After Classical’s Conrey Echols missed the front end of a one-and-one, Reeh sank two free throws to extend the Hawks’ lead to 50-47 with 1.9 seconds remaining. The Knights’ game-tying 3-point attempt at half court fell short to seal the Hawks’ second state title in three years. Moments later, OLH coach Chris Ramirez’s eyes welled with tears as he watched his junior varsity players dart off the bench to embrace the starters at half court. Five minutes later, the Hawks hollered as Westfall hoisted the state championship trophy. And 15 minutes later, Ramirez was greeted with more cheers when he opened the doors to the victorious locker room.
Once again, the Hawks had ascended to the top of Texas basketball.
Senior Hunter Taylor added seven points; his senior comrade Joaquin Vazquez chipped in six and James Ibarra contributed two points.
“I got to give credit to everyone on the team,” said Reeh, who scored 20 of his game-high 23 points in the second half. “The first half, we were barely losing and I didn’t even play that much. That just tells you how good Will, Hunter, Joaquin, Cole and Ibarra played in the first half.
In the second half, Will won the game. I did some stuff, but Will hit the shots that put us over. That’s the truth.”
And another truth is that Reeh helped the Hawks rally when it looked like they were heading toward a loss. They trailed 32-21 midway through the third. Reeh, though, scored the Hawks’ next eight points to trim the deficit to 34-29.
The Hawks were still behind, 43-35, with less than four minutes, but that’s when Westfall and Reeh worked most of their magic.
Westfall knifed toward the elbow and buried a jumper to begin the comeback. On the next possession, Reeh dished to an open Westfall, who drilled a 3-pointer from the left wing to melt the deficit to 43-40. Vazquez brought the Hawks to within a point when he scored a layup with 43-42 remaining.

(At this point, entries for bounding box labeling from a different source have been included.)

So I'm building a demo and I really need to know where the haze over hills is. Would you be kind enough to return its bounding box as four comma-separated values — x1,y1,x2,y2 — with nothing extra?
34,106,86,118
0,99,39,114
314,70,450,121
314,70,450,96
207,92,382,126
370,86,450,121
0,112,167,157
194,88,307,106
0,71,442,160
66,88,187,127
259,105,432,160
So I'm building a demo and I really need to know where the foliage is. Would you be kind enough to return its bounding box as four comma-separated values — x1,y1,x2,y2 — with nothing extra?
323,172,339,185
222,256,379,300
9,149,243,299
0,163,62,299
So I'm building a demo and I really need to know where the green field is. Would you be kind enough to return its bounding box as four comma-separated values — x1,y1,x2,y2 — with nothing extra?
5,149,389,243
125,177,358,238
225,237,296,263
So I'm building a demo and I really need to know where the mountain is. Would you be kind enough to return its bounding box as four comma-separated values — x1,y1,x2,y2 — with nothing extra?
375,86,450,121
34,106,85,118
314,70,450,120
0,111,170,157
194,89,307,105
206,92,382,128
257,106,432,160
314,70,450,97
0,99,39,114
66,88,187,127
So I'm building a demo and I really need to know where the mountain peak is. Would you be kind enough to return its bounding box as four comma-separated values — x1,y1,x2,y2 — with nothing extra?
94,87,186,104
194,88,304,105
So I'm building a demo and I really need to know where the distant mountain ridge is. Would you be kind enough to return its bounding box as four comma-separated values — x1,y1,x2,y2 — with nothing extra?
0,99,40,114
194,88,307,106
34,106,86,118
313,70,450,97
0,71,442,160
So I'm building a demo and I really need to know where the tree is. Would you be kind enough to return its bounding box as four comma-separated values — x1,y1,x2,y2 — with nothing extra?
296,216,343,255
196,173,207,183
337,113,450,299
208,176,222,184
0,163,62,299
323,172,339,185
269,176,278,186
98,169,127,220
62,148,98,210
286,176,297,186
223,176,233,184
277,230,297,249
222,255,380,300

Classical’s Cort Miller knocked down two free throws to give the Knights a 45-42 advantage. Westfall missed a potential game-tying triple on the ensuing possession with 1:28 to go.
It didn’t matter. Reeh promptly stole the ball from Echols at half court, took about five dribbles toward the right wing and launched. The shot didn’t touch any part of the rim.
Forty seconds later, it was Westfall’s turn to play hero. As he released his game-winner, words from Ramirez flashed through his mind. Throughout the season, Ramirez kept telling Westfall that he was going to deliver in a clutch moment at some point. In other words, he essentially predicted Westfall’s game-winning shot several months ago.
“At the beginning of the year, coach assured me after a big loss that I was going to have a time when I did something really big for us,” Westfall said. “It paid off when we really needed it.”
In a way, Friday’s game served as a microcosm of OLH’s season. Ramirez even admits there were times when the Hawks didn’t look like contenders. They initially struggled adjusting to the departure of James Westfall, the Hawks’ starting point guard from 2014-18. Players had to learn how to adjust to new roles.
But like Friday, the Hawks powered through the adversity. As a result, their season ended with a perfect ending, with Westfall and Reeh sporting huge grins as they walked into the locker room with their teammates for one last celebration.
“We started with some rough patches throughout the year — just trying to figure out that team chemistry and how we everyone was going to fit with each other,” Ramirez said. “But we stuck to the process and kept persevering and really put some time in practice.
“The boys believe in each other. … I am still in shock — it still hasn’t really hit me.”